Sin nada más que agregar, empecemos con el fic. ¡Espero verte pronto!
Capítulo 1: Ruptura
1)
La luz era tenue, difusa.
El sonido del metal venía a su mente como un recuerdo lejano, aunque muy claro a la vez, y le evocaba una imagen terrible: era frío, duro, implacable.
Impenetrable.
Un tintineo leve, y una puerta metálica de un grosor difícil de creer se abría en alguna parte.
Pasos.
Ellos volvían a entrar.
Y esta vez traían más instrumentos.
Todo esto lo vio y lo percibió durante uno de los tantos segundos de agonía que tenía tras cada cierto rato bajo el agua. Estaba agotado, extenuado.
Pero quería vivir. Y este anhelo era lo que, de hecho, le había impedido rendirse cuando el reloj de la sala había marcado ya dos horas.
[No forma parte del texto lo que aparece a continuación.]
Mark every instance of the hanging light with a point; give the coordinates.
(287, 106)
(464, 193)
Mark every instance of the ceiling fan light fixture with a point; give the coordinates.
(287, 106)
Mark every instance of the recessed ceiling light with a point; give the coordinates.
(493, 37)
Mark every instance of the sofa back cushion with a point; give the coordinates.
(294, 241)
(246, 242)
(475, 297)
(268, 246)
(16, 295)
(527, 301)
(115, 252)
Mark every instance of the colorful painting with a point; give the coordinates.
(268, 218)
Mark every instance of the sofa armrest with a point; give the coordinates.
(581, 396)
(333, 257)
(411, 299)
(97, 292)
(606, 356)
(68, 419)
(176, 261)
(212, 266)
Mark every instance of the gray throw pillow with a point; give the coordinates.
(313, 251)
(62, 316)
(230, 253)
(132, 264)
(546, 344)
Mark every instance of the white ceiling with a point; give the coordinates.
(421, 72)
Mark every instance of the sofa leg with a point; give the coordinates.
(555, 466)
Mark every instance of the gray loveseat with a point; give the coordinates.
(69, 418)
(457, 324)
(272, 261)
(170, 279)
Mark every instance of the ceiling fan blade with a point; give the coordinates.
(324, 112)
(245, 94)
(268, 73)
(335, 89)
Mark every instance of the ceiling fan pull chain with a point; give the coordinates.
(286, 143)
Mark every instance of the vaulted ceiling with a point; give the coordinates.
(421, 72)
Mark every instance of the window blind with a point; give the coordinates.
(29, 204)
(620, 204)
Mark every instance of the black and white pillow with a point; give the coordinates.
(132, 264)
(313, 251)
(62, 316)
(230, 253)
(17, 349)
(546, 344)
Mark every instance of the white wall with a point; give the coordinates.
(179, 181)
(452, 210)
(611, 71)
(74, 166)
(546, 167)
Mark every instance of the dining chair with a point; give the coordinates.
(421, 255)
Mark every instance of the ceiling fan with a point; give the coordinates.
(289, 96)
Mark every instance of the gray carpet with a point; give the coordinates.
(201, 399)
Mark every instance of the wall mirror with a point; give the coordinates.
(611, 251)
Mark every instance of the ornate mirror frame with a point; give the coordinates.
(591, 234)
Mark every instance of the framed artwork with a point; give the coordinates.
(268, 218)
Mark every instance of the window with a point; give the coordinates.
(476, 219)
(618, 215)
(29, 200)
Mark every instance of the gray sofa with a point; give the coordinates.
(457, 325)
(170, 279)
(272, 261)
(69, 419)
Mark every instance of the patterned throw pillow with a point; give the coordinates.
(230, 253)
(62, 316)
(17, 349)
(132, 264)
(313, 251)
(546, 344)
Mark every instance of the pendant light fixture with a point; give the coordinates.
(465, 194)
Dos horas de observación, de lucha feroz y de "selección".
Esa palabra lo confundía. "Selección". ¿Qué era una selección? ¿Y para qué serviría?, se preguntó mientras sus patas volvían a ceder y él volvía a sumergirse en el agua, arrastrado por la bola de hierro firmemente atada a una de sus patas traseras.
Le costaba respirar.
Le costaba luchar contra el peso impasible del cuerpo que lo arrastraba sin piedad hacia el fondo, hacia la oscuridad.
"Hacia mi muerte" le susurró su mente, y la idea hizo que volviera a sentirse aterrado. Volvió a la lucha, porque estaba tragando de esa agua y estaba ahogándose. Sus fuerzas no existían ya; sólo su voluntad era lo que lo obligaba a poner en marcha su cuerpo para tomar una profunda bocanada de aire antes de ser sumergido una vez más. Y pese a sus ansias de vivir, a su miedo de ir a lo profundo, sentía que cada vez que volvía a sumergirse estaba un paso más cerca de su fin.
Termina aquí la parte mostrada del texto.